A petri dish, also known as a Petri plate or cell-culture dish, is a shallow, cylindrical, lidded glass or plastic dish used in laboratories for the cultivation and observation of microorganisms or small organisms such as cells and tissues. It was invented by German bacteriologist Julius Richard Petri in 1887.
The typical petri dish consists of a transparent, flat-bottomed dish with a diameter of around 9 centimeters (3.5 inches) and a height of a few centimeters. It is made of glass or a clear, sterile plastic material like polystyrene. The dish is usually equipped with a removable lid, which helps to prevent contamination and maintain a controlled environment.
The interior surface of the petri dish is coated with a nutrient agar or agarose gel, which provides a solid surface for microbial growth. Agar is derived from seaweed and has the property of remaining solid at room temperature, allowing microorganisms to grow and form visible colonies. The agar can be supplemented with specific nutrients or antibiotics to support the growth of particular organisms or inhibit the growth of unwanted contaminants.
To use a petri dish, the lid is first removed in a sterile environment, and a small amount of the desired culture medium, such as liquid broth or agar, is poured into the dish. The medium is then allowed to solidify and form a gel. Microorganisms or tissue samples are then inoculated onto the agar surface using a sterile loop or swab. The lid is replaced, and the dish is usually inverted to prevent condensation from falling onto the growing cultures.

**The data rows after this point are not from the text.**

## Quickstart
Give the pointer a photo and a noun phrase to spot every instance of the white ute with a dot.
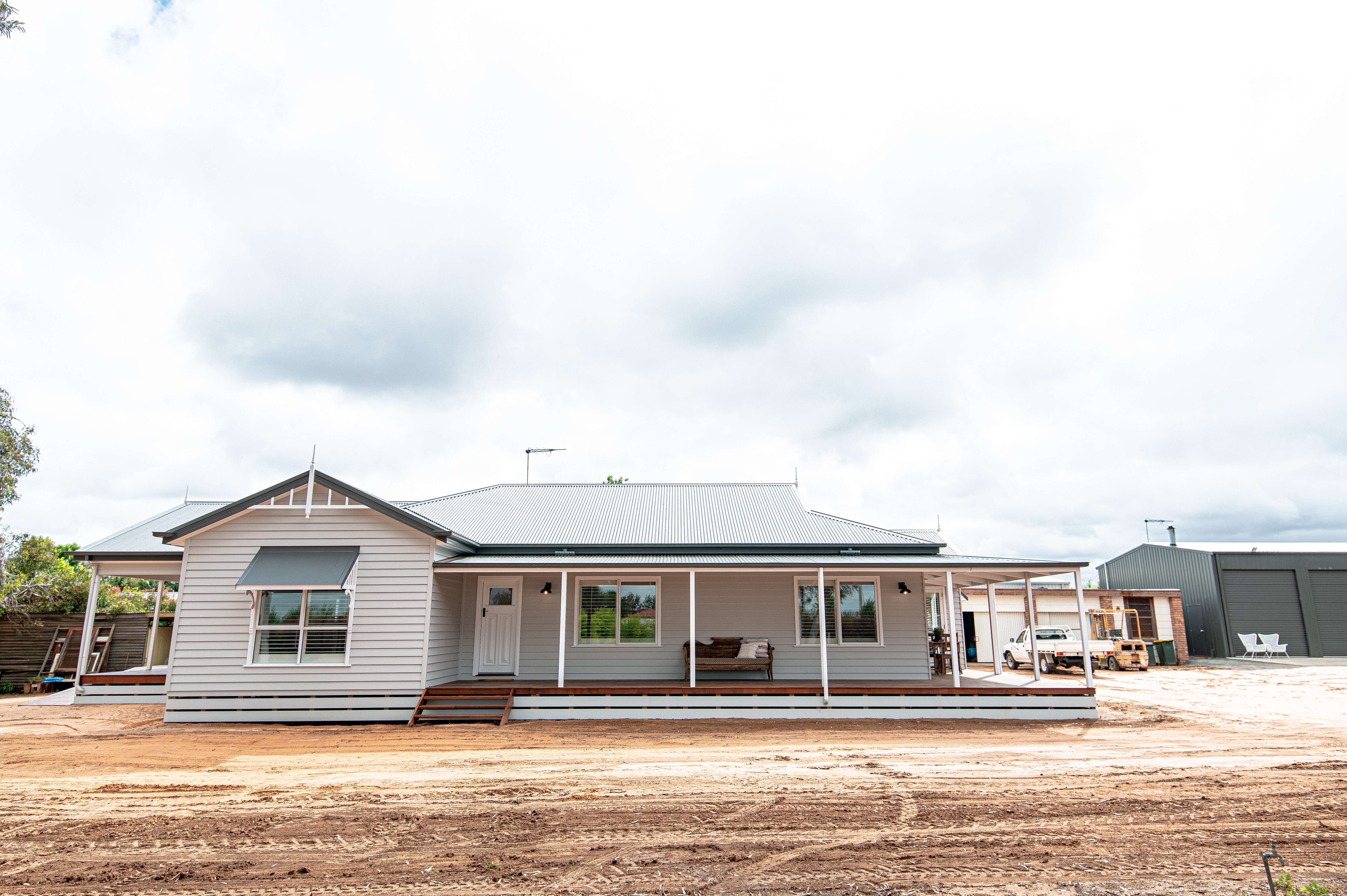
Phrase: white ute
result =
(1057, 649)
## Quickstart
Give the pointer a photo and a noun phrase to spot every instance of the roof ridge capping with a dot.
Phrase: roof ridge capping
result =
(403, 515)
(570, 486)
(877, 529)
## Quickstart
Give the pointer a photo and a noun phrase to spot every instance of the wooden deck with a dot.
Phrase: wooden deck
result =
(941, 685)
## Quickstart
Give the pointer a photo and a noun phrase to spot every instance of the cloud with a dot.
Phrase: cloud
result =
(1045, 274)
(409, 324)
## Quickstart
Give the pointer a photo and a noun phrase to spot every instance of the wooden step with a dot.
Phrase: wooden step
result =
(464, 705)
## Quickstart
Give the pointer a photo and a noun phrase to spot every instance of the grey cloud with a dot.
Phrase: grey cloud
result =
(323, 323)
(791, 261)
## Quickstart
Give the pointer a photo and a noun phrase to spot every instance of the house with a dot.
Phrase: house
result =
(1298, 592)
(1159, 615)
(313, 600)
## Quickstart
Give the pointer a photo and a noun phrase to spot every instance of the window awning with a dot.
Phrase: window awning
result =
(300, 568)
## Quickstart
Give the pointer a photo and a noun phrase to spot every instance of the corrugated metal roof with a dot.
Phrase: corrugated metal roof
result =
(748, 560)
(138, 538)
(580, 515)
(1263, 548)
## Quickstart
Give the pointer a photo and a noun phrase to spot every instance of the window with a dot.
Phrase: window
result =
(302, 627)
(617, 612)
(852, 608)
(1145, 616)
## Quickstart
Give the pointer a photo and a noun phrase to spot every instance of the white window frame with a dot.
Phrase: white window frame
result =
(255, 603)
(834, 623)
(620, 580)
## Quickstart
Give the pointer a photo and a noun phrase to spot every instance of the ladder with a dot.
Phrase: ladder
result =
(464, 705)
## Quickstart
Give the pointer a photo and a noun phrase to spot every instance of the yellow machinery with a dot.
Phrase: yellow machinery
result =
(1123, 628)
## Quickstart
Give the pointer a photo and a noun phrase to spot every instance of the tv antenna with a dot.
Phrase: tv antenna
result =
(529, 457)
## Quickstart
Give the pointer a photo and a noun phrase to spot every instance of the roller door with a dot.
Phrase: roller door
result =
(1330, 589)
(1267, 603)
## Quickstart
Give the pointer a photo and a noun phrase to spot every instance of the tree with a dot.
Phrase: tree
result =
(18, 455)
(7, 23)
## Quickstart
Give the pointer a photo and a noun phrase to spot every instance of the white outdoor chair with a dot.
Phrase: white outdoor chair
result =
(1252, 646)
(1271, 646)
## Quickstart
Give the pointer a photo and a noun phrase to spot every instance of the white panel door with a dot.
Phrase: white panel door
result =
(498, 627)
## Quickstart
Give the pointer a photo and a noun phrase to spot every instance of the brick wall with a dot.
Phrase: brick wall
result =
(1181, 633)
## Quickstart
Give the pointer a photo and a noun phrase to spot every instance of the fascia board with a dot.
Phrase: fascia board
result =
(915, 550)
(243, 506)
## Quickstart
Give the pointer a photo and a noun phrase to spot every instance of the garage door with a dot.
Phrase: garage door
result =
(1267, 603)
(1330, 589)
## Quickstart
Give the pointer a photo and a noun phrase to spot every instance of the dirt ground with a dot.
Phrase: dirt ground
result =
(1178, 789)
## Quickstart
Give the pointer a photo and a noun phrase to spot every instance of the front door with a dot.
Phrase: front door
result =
(498, 626)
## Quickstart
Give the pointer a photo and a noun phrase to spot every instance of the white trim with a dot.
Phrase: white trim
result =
(617, 637)
(485, 583)
(430, 604)
(996, 627)
(692, 628)
(294, 507)
(154, 627)
(561, 638)
(1013, 576)
(824, 633)
(834, 577)
(957, 661)
(89, 633)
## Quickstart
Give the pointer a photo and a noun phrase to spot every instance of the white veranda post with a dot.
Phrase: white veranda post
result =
(561, 639)
(996, 630)
(154, 627)
(954, 646)
(692, 628)
(87, 635)
(1034, 626)
(1085, 630)
(824, 639)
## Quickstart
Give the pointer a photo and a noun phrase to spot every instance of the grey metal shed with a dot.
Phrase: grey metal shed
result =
(1298, 592)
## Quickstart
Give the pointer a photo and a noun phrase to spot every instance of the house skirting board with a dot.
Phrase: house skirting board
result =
(327, 709)
(120, 694)
(989, 707)
(972, 704)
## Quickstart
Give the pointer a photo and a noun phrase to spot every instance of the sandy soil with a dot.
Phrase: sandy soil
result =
(1178, 788)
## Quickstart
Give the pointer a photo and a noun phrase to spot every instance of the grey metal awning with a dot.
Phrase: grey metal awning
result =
(300, 568)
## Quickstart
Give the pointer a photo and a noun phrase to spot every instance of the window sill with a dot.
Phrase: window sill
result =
(837, 646)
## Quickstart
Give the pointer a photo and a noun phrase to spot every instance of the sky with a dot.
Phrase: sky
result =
(1042, 271)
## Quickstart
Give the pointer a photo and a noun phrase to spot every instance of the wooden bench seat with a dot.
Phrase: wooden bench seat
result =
(723, 655)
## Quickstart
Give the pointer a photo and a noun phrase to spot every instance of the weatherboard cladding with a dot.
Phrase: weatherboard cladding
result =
(581, 515)
(860, 561)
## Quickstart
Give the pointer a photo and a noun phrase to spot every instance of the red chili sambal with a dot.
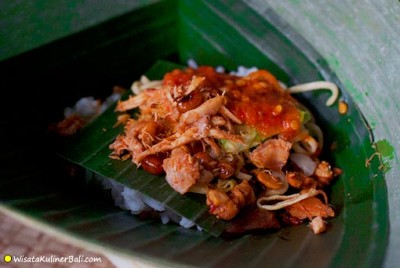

Petri dishes are commonly used in microbiology laboratories for various purposes, such as isolating and growing bacteria, fungi, and other microorganisms. They provide a controlled environment for the observation and study of microbial colonies, including their growth patterns, morphology, and interactions. Petri dishes are also used for testing the effectiveness of antimicrobial agents, studying cell cultures, and performing experiments in fields like genetics, molecular biology, and pharmaceutical research.
Overall, the petri dish is an essential tool in the field of microbiology, enabling scientists to cultivate and observe microorganisms in a controlled and sterile environment.